A review of Edmund Clarence Stedman's "Victorian Poets" won from the eminent critic a flattering letter in regard to the young journalist. She had an unwillingness to be known to write, and, so well was the mystery maintained, that one day after the publication of her parody upon Algernon Charles Swinburne's Atalanta in Calydon, there arrived at the Press office a letter enclosing a card of invitation to the Century Club, which bore the endorsement of Stedman, Bayard Taylor, Richard Henry Stoddard, and August Rodney Macdonough, who assumed the author of the parody to be a man. This parody was quoted by the London Saturday Review as the best sample of this kind of literature on this side of the Atlantic Ocean.
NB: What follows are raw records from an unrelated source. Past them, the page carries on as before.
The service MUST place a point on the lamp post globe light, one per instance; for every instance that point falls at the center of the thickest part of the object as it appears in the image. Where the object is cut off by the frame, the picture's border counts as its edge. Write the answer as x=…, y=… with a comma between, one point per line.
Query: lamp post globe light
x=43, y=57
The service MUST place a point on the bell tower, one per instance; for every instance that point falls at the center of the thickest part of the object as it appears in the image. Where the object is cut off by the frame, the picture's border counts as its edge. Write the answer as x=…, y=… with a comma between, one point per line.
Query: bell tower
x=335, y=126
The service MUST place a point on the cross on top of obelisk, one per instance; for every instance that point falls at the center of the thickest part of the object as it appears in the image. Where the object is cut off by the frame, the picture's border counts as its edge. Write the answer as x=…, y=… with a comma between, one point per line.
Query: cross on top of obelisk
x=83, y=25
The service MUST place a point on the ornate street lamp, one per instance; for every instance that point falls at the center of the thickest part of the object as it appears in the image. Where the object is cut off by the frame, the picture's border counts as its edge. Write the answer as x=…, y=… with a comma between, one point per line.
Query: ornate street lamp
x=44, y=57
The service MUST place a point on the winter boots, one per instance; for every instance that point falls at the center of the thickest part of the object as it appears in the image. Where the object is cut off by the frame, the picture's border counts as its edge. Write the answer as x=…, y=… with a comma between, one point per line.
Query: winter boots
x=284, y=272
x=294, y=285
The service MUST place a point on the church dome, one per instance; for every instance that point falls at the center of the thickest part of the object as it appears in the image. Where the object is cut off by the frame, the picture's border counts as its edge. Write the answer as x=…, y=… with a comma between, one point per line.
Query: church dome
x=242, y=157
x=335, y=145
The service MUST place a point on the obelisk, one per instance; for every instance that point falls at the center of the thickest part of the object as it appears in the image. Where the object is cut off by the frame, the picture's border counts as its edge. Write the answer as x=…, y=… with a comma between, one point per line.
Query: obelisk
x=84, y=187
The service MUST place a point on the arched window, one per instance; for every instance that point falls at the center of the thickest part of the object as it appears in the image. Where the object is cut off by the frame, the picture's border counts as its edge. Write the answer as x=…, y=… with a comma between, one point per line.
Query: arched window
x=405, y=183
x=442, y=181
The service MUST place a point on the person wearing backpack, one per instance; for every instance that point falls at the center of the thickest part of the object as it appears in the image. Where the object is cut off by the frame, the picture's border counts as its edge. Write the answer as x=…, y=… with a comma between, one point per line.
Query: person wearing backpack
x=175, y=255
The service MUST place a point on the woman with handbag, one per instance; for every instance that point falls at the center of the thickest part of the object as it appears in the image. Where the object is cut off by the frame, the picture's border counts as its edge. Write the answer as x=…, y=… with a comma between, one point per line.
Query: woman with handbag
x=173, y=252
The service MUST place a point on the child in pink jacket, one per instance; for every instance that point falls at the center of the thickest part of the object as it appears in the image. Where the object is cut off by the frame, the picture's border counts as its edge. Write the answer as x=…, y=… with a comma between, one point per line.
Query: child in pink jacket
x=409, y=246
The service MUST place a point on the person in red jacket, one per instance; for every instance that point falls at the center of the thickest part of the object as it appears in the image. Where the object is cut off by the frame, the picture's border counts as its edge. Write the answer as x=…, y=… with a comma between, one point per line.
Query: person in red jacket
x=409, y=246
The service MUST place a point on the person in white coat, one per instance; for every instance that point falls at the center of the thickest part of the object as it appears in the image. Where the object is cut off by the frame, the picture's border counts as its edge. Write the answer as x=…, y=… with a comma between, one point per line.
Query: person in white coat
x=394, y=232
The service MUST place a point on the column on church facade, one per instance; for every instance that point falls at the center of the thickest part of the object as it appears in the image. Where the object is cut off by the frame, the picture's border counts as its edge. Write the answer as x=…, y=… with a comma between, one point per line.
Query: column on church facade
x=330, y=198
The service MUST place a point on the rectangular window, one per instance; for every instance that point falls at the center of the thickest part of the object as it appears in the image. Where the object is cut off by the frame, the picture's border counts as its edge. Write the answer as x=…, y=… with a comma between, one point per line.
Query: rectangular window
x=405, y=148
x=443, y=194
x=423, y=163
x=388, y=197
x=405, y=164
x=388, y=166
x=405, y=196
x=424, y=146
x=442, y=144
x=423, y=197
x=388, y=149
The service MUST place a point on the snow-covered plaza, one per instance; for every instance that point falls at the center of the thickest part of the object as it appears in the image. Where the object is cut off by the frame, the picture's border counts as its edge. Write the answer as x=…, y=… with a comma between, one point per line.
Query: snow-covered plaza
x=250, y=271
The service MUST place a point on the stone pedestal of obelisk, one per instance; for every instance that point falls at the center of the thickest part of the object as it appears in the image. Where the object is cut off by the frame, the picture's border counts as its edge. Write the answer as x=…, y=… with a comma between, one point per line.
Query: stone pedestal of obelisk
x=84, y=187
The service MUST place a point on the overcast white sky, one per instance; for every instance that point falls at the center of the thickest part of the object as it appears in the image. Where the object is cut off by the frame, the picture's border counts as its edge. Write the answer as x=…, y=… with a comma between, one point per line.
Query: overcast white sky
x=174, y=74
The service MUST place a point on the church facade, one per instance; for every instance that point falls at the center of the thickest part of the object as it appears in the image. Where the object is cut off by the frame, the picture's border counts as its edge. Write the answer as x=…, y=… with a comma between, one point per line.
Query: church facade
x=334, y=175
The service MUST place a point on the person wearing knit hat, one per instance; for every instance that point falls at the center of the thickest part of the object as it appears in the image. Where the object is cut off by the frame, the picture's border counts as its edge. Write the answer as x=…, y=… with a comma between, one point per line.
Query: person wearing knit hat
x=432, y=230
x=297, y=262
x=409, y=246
A second pseudo-Greek drama Algernon, the Foot-Stool Bearer, in which Swinburne and Robert Browning were parodied, was rewarded by a charming letter from Mr. Browning. Just before Bayard Taylor sailed for Germany to assume the post of Minister at Berlin, he came to Portland on purpose to see the young woman and speak encouragingly to her concerning her literary future. Later, she was honored by the warm friendship of John Greenleaf Whittier. Prof. Henry Wadsworth Longfellow thanked her in a letter for a long poem published in the Press on occasion of his 75 birthday; and when, in September 1888, a statue of the poet was unveiled in his native city, Cavazza was invited to write a poem, which was read upon the occasion. Besides her work in fiction and for the Literary World, she wrote considerably on contemporary Italian literature for the Atlantic Monthly, and was also a member of the staff of the New World, Nicholas Paine Oilman's review. Cavazza was an intimate friend of Whittier and of those of his relatives who resided in Portland, and attributed much of her encouragement to continue as a writer to their friendly words. Some of her short stories were issued as Don Finimondone: Italian Sketches, in 1892.

==Personal life==
Accustomed to speaking Italian and English, in February 1885, she married Nino Cavazza, of Modena, Italy. He was a son of Cavaliere Alessandro Cavazza, professor of sculpture in the Royal Academy of Modena. His death occurred within a year from their marriage; but Mrs. Cavazza's early interest in all that relates to Italian life and manners was undoubtedly increased by her marriage. After she was widowed, Cavazza turned to literary writing as a profession, writing verse and prose for Portland journals, and some of the leading magazines and juvenile periodicals. She married Stanley T. Pullen, a journalist and financier of Portland, on September 8, 1894.

Cavazza died July 14, 1926, at the Lafayette Hotel, Portland, Maine, where she had made her home for a number of years.